Kahlon said that the government would fight for Teva employees, one in four of whom – some 1,750 people – might lose their jobs. The world’s largest generic drugmaker, Teva is also one of Israel’s biggest employers, with around 6,400 workers locally.
“The Israeli government stands behind the Teva employees and will not abandon them,” Kahlon said. “The government will use all possible tools at its disposal to try to attempt and to bring a reduction in the number of layoffs and factory closures.” Kahlon did not specify any concrete steps decided at the meeting.
Prime Minister Benjamin Netanyahu is set to meet with Teva CEO Kare Schultz on Tuesday afternoon, in an attempt to reduce the number of layoffs and guarantee compensation for those who are let go. Israel has given Teva an estimated NIS 22b. in tax benefits and subsides over the past decade, and the layoff plans have triggered outrage from politicians and workers.
State Control Committee chairwoman MK Shelly Yacimovich (Zionist Union) said that Teva hasn’t paid a shekel in taxes since 2013, claiming the company refuses to pay its 2014 and 2015 tax bills.
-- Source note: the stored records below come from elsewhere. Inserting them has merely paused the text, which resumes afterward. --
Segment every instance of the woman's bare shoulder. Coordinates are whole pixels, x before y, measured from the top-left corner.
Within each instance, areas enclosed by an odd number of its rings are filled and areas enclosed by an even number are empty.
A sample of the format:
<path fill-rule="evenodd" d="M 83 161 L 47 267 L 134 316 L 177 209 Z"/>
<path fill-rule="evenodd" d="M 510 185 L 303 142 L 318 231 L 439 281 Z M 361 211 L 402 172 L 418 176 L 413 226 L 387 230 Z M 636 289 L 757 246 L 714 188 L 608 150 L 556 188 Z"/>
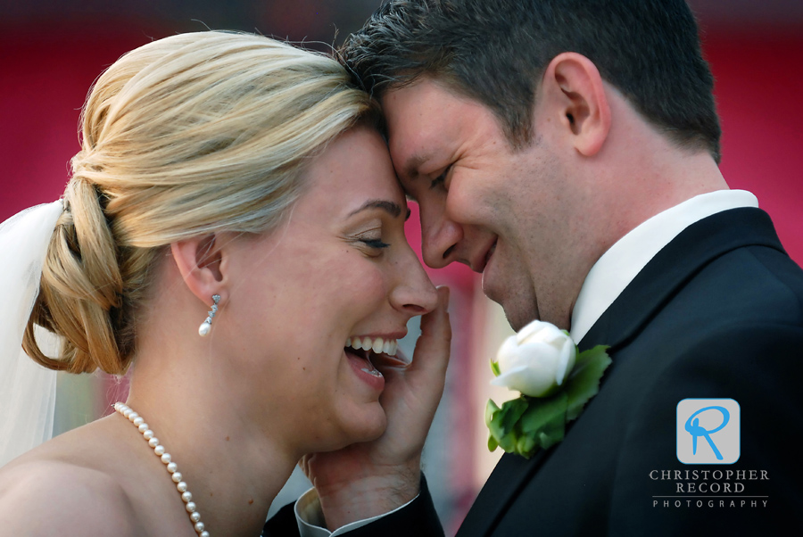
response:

Monday was the second day of a strike called by the Histadrut, in which Teva employees who are union members skipped work at offices and factories nationwide.
In Ashdod, Teva employees picketed the company’s medical plant and blocked a main artery in the city. Other protests were held at a plant in Netanya and in Kfar Saba, where employees were reportedly planning to hold an afternoon strike.
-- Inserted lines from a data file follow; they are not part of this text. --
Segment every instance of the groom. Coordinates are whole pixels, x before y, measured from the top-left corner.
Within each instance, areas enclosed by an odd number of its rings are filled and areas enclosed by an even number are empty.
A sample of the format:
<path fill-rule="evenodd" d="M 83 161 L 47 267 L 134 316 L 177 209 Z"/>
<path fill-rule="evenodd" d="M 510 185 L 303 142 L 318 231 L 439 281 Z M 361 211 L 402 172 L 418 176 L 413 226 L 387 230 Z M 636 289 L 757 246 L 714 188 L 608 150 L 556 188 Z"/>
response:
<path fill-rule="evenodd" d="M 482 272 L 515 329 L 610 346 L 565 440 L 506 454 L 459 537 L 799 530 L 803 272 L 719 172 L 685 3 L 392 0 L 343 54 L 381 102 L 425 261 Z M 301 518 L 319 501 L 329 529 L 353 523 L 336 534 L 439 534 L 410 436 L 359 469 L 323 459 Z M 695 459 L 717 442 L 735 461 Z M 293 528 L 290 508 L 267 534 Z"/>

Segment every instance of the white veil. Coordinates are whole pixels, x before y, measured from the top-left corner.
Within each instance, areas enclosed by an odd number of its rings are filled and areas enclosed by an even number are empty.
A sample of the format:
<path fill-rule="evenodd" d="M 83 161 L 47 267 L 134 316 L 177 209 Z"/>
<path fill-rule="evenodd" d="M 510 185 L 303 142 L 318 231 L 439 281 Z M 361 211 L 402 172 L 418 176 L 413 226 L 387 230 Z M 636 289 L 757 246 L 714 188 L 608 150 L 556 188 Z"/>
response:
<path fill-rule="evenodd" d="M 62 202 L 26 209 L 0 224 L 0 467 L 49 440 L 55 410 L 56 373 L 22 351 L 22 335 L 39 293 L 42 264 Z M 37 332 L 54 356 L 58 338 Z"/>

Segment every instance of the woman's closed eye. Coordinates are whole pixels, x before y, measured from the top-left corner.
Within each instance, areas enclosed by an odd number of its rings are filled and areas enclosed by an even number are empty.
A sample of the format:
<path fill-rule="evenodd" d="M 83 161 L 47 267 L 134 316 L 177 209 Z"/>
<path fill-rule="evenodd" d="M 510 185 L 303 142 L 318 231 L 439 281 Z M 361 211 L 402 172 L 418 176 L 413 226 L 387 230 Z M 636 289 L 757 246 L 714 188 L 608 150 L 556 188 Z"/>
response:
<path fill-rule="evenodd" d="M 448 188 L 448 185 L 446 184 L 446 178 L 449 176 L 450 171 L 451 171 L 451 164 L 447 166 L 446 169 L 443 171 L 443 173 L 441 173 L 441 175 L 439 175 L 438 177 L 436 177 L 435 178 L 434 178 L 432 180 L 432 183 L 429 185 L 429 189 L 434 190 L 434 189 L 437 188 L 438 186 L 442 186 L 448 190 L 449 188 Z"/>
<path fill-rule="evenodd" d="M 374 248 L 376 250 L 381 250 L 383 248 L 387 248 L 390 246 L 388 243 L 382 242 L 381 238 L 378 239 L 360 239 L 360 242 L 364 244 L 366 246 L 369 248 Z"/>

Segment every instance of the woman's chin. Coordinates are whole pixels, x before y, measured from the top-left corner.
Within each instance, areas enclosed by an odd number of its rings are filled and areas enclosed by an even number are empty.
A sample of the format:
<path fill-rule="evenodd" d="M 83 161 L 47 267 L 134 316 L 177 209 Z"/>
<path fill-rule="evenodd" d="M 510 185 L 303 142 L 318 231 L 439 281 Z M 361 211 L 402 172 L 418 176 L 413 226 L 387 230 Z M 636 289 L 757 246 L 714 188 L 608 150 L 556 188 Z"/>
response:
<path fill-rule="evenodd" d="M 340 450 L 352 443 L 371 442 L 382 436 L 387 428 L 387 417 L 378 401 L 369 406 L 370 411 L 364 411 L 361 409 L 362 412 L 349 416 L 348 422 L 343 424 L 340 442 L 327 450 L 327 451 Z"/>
In Jerusalem, where workers have barricaded themselves inside the factory since Sunday, the head of the workers’ committee threatened to blow up the facility.
“Our factory is a ticking time bomb, we have a stockpile of explosive and poisonous materials – all of the country should be on alert,” Itzik Ben Simon, chairman of the workers’ committee at Jerusalem’s Teva tablets factory, told Reshet Channel 13 News.
The unrest came after a half-day general strike on Sunday morning shuttered Ben-Gurion Airport, government ministries, banks and the Tel Aviv Stock Exchange.
Based on market value, Teva was Israel’s largest company until last year. The poorly-timed acquisition of Allergan’s generic drug unit for $40.5b. in 2016, coupled with increased generic-drug competition in the US, left Teva with a hefty debt burden and severely reduced cash flow. The US Food and Drug Administration further tightened the noose in October by approving a competitor to Copaxone, Teva’s cash-cow drug for the treatment of multiple sclerosis.
That all calls into question whether Teva can pay off its enormous $35b. debt after 2018.
Last week, the company said it would reduce its global workforce by more than a quarter, some 14,000 jobs, and close a number of facilities. Teva intends to reduce its costs by $3b. within two years, reducing estimated expenses of $16.1b. for 2017.